Actually, as it turns out, vowels exist on a spectrum. In this article, I will continue to refer to this spectrum as the vowel trapezoid. In linguistics, it is also broadly referred to as the IPA vowel trapezium, vowel diagram, or vowel chart. Vowels pronunciations exist as points (or more generally, regions) on this trapezoid:

Vowel trapezoid for American English, with example words. (source: allthingslinguistics)
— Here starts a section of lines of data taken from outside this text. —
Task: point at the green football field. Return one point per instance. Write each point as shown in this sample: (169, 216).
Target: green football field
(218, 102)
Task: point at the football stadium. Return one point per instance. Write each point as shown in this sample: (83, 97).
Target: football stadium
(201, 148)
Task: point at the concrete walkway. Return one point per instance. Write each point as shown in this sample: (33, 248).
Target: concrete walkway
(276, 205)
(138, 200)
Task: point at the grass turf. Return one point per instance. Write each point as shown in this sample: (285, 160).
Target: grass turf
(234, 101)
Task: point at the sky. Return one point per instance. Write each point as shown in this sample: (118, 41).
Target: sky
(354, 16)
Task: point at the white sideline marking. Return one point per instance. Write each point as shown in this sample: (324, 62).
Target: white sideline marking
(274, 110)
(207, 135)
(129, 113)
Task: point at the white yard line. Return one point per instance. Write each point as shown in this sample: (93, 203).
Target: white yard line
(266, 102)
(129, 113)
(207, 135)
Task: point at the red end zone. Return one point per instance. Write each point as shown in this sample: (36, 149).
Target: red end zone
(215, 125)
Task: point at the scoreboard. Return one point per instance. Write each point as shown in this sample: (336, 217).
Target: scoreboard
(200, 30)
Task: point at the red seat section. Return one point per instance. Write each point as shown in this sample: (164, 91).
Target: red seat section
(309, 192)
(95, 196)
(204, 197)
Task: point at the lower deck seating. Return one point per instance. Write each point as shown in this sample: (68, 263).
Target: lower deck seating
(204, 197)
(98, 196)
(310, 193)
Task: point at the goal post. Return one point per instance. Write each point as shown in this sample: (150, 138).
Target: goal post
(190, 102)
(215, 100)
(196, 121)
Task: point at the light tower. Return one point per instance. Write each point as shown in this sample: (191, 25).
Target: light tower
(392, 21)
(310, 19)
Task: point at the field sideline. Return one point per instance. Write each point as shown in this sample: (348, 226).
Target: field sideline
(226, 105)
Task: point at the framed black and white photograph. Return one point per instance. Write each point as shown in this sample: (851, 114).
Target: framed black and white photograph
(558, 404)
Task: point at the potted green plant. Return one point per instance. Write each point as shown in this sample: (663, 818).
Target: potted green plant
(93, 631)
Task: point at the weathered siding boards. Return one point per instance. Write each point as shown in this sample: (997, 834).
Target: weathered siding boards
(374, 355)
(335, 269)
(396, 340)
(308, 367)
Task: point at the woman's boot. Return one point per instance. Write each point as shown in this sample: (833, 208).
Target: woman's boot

The trapezoid serves as a 2D representation of our mouths in the profile pane; the shape represents the space of the tongue movement as we speak. The top longer edge corresponds to the roof of the mouth from front (teeth) to back (throat), and the bottom shorter edge corresponds to the bottom of the mouth also from front to back. Note that the left and right sides of our mouth are not dimensions on the trapezoid — generally, we are pretty symmetric in that regard.

In the vowel trapezoid shown above for American English, the top left /i/ (as the third ‘i’ in “bikini” or the ‘ee’ in “beet”) vowel sound corresponds to your tongue going to the top front of your mouth. Likewise, when making the /u/ (“prudent” or “boot”) vowel, your tongue moves to the top back of your mouth. When making the /a/ (“law” or “bot”) sound, your tongue moves to the bottom back of your mouth.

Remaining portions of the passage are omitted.